Diamond-Blackfan anemia in adults: In pursuit of a common approach for a rare disease

• Published in: Blood reviews Vol. 61; p. 101097
• Main Authors: Iskander, Deena, Roy, Noémi B.A., Payne, Elspeth, Drasar, Emma, Hennessy, Kelly, Harrington, Yvonne, Christodoulidou, Chrysi, Karadimitris, Anastasios, Batkin, Leisa, de la Fuente, Josu
• Format: Journal Article
• Language: English
• Published: England Elsevier Ltd 01.09.2023
• Subjects: Adults; Bone marrow failure; Cancer predisposition; Diamond-Blackfan anemia; Genetic screening; Iron overload; Patient engagement; Transition; Diamond-Blackfan anemia; Iron overload; Patient engagement; Bone marrow failure; Transition; Adults; Cancer predisposition; Genetic screening
• ISSN: 0268-960X; 1532-1681
• DOI: 10.1016/j.blre.2023.101097

Diamond-Blackfan anemia (DBA) is a rare bone marrow failure syndrome, usually caused by loss-of function variants in genes encoding ribosomal proteins. The hallmarks of DBA are anemia, congenital anomalies and cancer predisposition. Although DBA usually presents in childhood, the prevalence in later life is increasing due to an expanding repertoire of implicated genes, improvements in genetic diagnosis and increasing life expectancy. Adult patients uniquely suffer the manifestations of end-organ damage caused by the disease and its treatment, and transition to adulthood poses specific issues in disease management. To standardize and optimize care for this rare disease, in this review we provide updated guidance on the diagnosis and management of DBA, with a specific focus on older adolescents and adults.

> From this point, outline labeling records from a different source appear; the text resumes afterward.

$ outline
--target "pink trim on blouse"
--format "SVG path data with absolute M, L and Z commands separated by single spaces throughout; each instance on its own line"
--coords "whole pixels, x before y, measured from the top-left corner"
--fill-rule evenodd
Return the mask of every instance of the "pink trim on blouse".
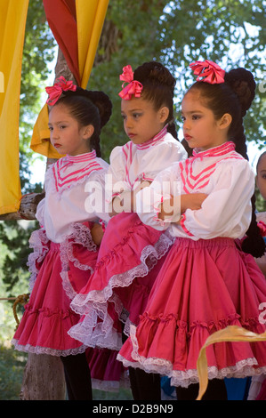
M 225 142 L 224 144 L 219 145 L 213 149 L 207 149 L 206 151 L 197 152 L 197 149 L 193 150 L 193 157 L 188 158 L 185 162 L 180 162 L 179 168 L 181 172 L 181 180 L 183 185 L 183 190 L 186 193 L 191 193 L 194 189 L 199 190 L 206 187 L 210 181 L 211 175 L 214 173 L 216 169 L 216 165 L 220 161 L 224 161 L 226 159 L 243 159 L 239 154 L 235 152 L 235 144 L 232 141 Z M 224 157 L 226 154 L 230 153 L 227 157 Z M 198 174 L 193 174 L 193 162 L 197 158 L 204 157 L 221 157 L 221 159 L 216 161 L 214 164 L 211 164 L 209 166 L 204 168 Z M 189 236 L 193 237 L 188 229 L 185 227 L 186 215 L 182 214 L 181 217 L 181 227 Z
M 215 171 L 216 165 L 220 161 L 229 158 L 242 159 L 243 157 L 235 152 L 235 148 L 236 146 L 234 142 L 228 141 L 224 142 L 224 144 L 219 145 L 218 147 L 206 149 L 206 151 L 197 152 L 197 149 L 194 149 L 193 157 L 188 158 L 184 163 L 181 162 L 179 165 L 184 191 L 186 193 L 190 193 L 195 189 L 200 189 L 206 187 L 210 181 L 211 175 Z M 231 155 L 224 157 L 224 156 L 229 152 L 231 152 Z M 203 169 L 198 173 L 198 174 L 194 175 L 193 162 L 195 159 L 212 157 L 221 157 L 221 159 Z
M 88 163 L 72 171 L 69 174 L 64 174 L 66 170 L 73 165 L 73 164 Z M 85 177 L 87 177 L 92 172 L 101 170 L 101 165 L 96 161 L 96 151 L 88 152 L 86 154 L 81 154 L 79 156 L 66 156 L 60 158 L 52 165 L 52 173 L 55 183 L 56 190 L 67 186 L 69 187 L 74 181 L 78 181 Z

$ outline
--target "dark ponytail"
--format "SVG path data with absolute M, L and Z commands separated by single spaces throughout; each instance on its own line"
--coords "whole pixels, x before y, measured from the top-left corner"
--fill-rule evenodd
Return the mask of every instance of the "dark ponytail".
M 101 157 L 100 134 L 112 114 L 112 103 L 103 92 L 93 92 L 77 87 L 75 92 L 64 92 L 56 105 L 67 106 L 80 126 L 93 125 L 94 132 L 90 138 L 90 146 Z
M 206 106 L 212 109 L 218 120 L 225 113 L 232 117 L 229 129 L 229 139 L 236 144 L 236 151 L 248 160 L 243 117 L 250 108 L 255 94 L 253 75 L 245 68 L 232 69 L 224 76 L 224 83 L 211 84 L 196 82 L 191 87 L 200 92 Z M 252 220 L 243 241 L 242 249 L 254 257 L 262 257 L 265 253 L 265 243 L 260 235 L 256 222 L 255 195 L 252 197 Z
M 232 69 L 225 75 L 225 82 L 230 85 L 240 103 L 240 117 L 235 124 L 235 134 L 233 141 L 236 143 L 236 150 L 248 160 L 246 144 L 246 136 L 243 125 L 243 117 L 250 108 L 255 95 L 256 84 L 253 75 L 245 68 Z M 251 198 L 252 220 L 246 231 L 246 237 L 242 243 L 242 250 L 251 253 L 254 257 L 262 257 L 265 253 L 265 243 L 260 234 L 255 215 L 255 194 Z
M 175 79 L 170 71 L 160 62 L 145 62 L 134 70 L 134 80 L 143 85 L 141 98 L 153 102 L 154 109 L 158 110 L 163 106 L 169 109 L 165 122 L 167 132 L 178 141 L 173 118 L 173 93 Z

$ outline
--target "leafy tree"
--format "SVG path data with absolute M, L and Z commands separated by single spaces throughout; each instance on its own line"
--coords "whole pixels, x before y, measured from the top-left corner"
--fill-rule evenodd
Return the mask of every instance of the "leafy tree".
M 112 0 L 88 85 L 105 90 L 114 105 L 101 135 L 104 157 L 127 141 L 117 96 L 122 68 L 131 64 L 134 69 L 152 60 L 175 75 L 177 117 L 181 98 L 195 81 L 188 69 L 190 62 L 209 59 L 226 69 L 240 66 L 251 70 L 258 89 L 246 120 L 246 136 L 262 147 L 266 128 L 265 91 L 259 88 L 265 83 L 264 20 L 262 0 Z

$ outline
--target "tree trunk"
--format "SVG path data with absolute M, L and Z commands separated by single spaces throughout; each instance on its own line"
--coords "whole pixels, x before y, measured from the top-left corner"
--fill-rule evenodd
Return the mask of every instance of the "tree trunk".
M 63 365 L 59 357 L 28 353 L 21 400 L 65 400 Z

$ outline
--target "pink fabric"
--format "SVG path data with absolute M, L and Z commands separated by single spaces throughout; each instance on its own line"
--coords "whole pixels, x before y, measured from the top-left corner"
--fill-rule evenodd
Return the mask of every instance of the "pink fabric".
M 70 309 L 70 300 L 85 285 L 97 260 L 97 251 L 81 244 L 85 242 L 81 234 L 90 233 L 92 226 L 92 222 L 85 223 L 83 229 L 77 229 L 76 242 L 72 237 L 62 244 L 49 241 L 44 229 L 33 232 L 34 252 L 28 259 L 33 288 L 13 336 L 17 350 L 53 356 L 85 350 L 68 331 L 80 318 Z M 62 275 L 64 269 L 67 277 Z
M 189 64 L 190 68 L 197 77 L 197 81 L 204 81 L 210 84 L 224 83 L 225 71 L 215 62 L 206 60 L 205 61 L 196 61 Z
M 265 301 L 264 276 L 234 240 L 177 238 L 119 359 L 188 386 L 197 382 L 197 359 L 210 334 L 232 325 L 265 332 L 258 310 Z M 266 342 L 210 346 L 209 379 L 265 373 L 265 353 Z
M 129 386 L 126 369 L 117 360 L 117 351 L 88 348 L 85 352 L 93 389 L 116 391 Z
M 53 106 L 60 99 L 63 92 L 76 92 L 77 85 L 73 84 L 72 81 L 67 81 L 62 76 L 55 80 L 56 82 L 51 87 L 45 87 L 45 92 L 49 95 L 46 103 Z
M 261 390 L 256 398 L 256 400 L 266 400 L 266 379 L 262 383 Z
M 79 315 L 69 308 L 62 287 L 60 245 L 49 246 L 12 342 L 17 350 L 36 354 L 77 354 L 85 348 L 68 330 L 78 322 Z
M 92 347 L 113 348 L 111 334 L 119 333 L 119 320 L 138 322 L 173 242 L 172 237 L 144 225 L 136 213 L 123 213 L 111 218 L 94 273 L 71 302 L 71 308 L 86 318 L 69 331 L 70 335 Z M 96 325 L 93 312 L 102 319 L 101 330 L 94 333 L 96 339 L 92 331 Z
M 133 74 L 131 66 L 127 65 L 123 68 L 123 74 L 120 75 L 119 78 L 124 83 L 122 84 L 123 90 L 119 92 L 119 96 L 125 100 L 130 100 L 132 96 L 141 97 L 143 86 L 141 83 L 133 79 Z M 128 83 L 125 87 L 124 87 L 125 83 Z

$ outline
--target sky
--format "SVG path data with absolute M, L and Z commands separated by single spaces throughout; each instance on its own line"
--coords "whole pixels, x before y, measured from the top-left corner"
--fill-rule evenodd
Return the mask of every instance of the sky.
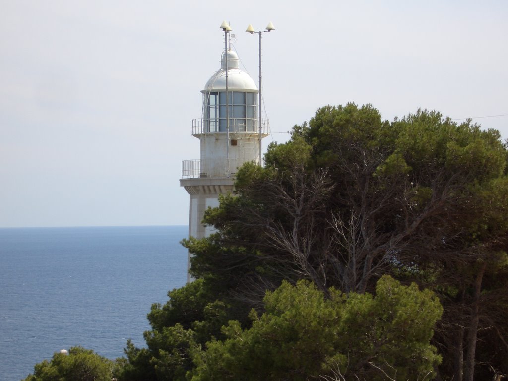
M 326 105 L 508 138 L 508 2 L 0 0 L 0 227 L 186 225 L 182 161 L 228 21 L 272 134 Z M 500 116 L 492 116 L 501 115 Z M 460 120 L 458 121 L 460 121 Z

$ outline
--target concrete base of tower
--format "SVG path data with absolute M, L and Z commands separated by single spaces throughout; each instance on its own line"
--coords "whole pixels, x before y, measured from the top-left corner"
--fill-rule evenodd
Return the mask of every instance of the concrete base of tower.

Recommendations are based upon published literature and our pooled clinical experience from three centres in the United Kingdom (U·K.). Uniquely we have also solicited and incorporated the views of affected families, represented by the independent patient organization, DBA U.K. •Diamond-Blackfan anemia syndrome is defined as pathogenic variant(s) in DBA-associated genes, with or without anemia.•The number of adults with DBA is increasing due to improved genetic diagnosis and increased life expectancy.•Adults with DBA are affected by side-effects of drugs and transfusions, pregnancy complications and increased cancer risks.•Transition from paediatric to adult services is a gradual process requiring a multidisciplinary team.